The Internship Controversy

No overview of collegiate career services would be complete without a look at the phenomenon of the internship. For better or worse, student’s internship experience(s) may constitute what years ago might have been an entry-level job out of college. Are internships exploitation or a win-win situation? Where does Dr. Imbimbo stand?

First, she’d like us to understand the debate’s parameters. The internship was markedly different before 2008. In those days, companies recruited college juniors and usually offered pay. Since the economic downturn, more and more profit-making companies began to recruit unpaid interns even graduating seniors. “Some of these internships were more like part-time and full-time jobs,” says Imbimbo. Then the U.S. Department of Labor established six criteria for unpaid internships, trying to ensure that they are truly educational experiences for the intern. Further emphasizing the importance of value to the intern was a class-action lawsuit brought against Hearst Corporation in 2012. Companies—now liable if unpaid internships are found in violation of federal guidelines—responded by offering pay and ratcheting up requirements. “Kids need to know those six criteria,” states Imbimbo, who wants Baruch students to get all the benefits they deserve from these experiences. Complicating matters more is whether an internship qualifies for college credit.

In spite of the complexities, Imbimbo is decidedly pro internship for Baruch students: “An internship is a ‘guaranteed look’ for our students and a way to become highly marketable job candidates.”

5,000+ Internships Annually

Baruch’s undergraduates have access to thousands of employment opportunities. The SCDC alone posts 10,000 jobs and internships each year, and students are encouraged to begin interning early in their college career (facilitating that is business’s willingness to take on younger interns). Imbimbo is proud that the SCDC offers a Baruch-only job board, where students have much more success than they would on big, open-access job boards.

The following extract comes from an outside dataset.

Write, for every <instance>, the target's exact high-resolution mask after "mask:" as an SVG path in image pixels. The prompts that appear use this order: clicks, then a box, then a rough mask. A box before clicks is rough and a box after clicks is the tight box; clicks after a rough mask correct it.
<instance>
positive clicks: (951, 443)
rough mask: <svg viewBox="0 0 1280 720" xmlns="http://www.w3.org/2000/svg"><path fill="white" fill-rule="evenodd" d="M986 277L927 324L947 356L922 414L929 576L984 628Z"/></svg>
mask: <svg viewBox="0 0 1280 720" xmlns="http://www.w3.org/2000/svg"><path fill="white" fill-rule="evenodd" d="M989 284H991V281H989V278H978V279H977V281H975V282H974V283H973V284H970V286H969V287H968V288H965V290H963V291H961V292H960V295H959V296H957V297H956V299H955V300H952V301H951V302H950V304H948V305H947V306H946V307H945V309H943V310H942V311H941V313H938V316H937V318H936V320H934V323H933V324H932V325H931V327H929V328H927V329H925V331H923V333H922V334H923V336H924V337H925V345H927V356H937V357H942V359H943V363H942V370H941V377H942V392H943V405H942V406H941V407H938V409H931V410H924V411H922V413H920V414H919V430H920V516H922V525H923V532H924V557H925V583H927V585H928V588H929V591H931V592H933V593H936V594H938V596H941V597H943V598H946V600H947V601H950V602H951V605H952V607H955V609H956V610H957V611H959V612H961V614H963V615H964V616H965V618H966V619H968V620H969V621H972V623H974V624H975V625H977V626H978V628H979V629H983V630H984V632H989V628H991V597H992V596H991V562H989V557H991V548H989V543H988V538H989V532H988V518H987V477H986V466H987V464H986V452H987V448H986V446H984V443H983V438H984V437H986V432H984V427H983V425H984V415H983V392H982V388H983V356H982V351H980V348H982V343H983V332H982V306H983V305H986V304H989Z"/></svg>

Interning especially makes more sense when one considers internship-versus-job availability. Based on six years of data derived from the STARR Search career board, Imbimbo has charted a game-changing shift in the ratio of internships to jobs. In 2005–2006, the ratio was roughly 2:3; in 2012–13, the ratio flipped to 3:2. Imbimbo responds to this data as a realist: Internships are where the current action is. Neither does she discount internships for recent graduates as a way to keep their skills and their resumes current.

Her Biggest No-No

So if, according to Imbimbo, paid and unpaid internships have their place, what doesn’t have a place in a student’s professional career development? The answer will probably shock graduates from an earlier era: it’s the 4.0 GPA, when that perfect academic record comes at the price of all else.

Students with a 3.0+ GPA and a robust preprofessional “resume” have better employment outcomes than their counterparts with a 3.5 or even 3.9 GPA without experience, she explains. “The differentiating factor now is how involved students are in their job search,” says the Starr Career Development Center director. “The sooner they get started the more likely they are to be employed when they graduate. So we need to catch them early.”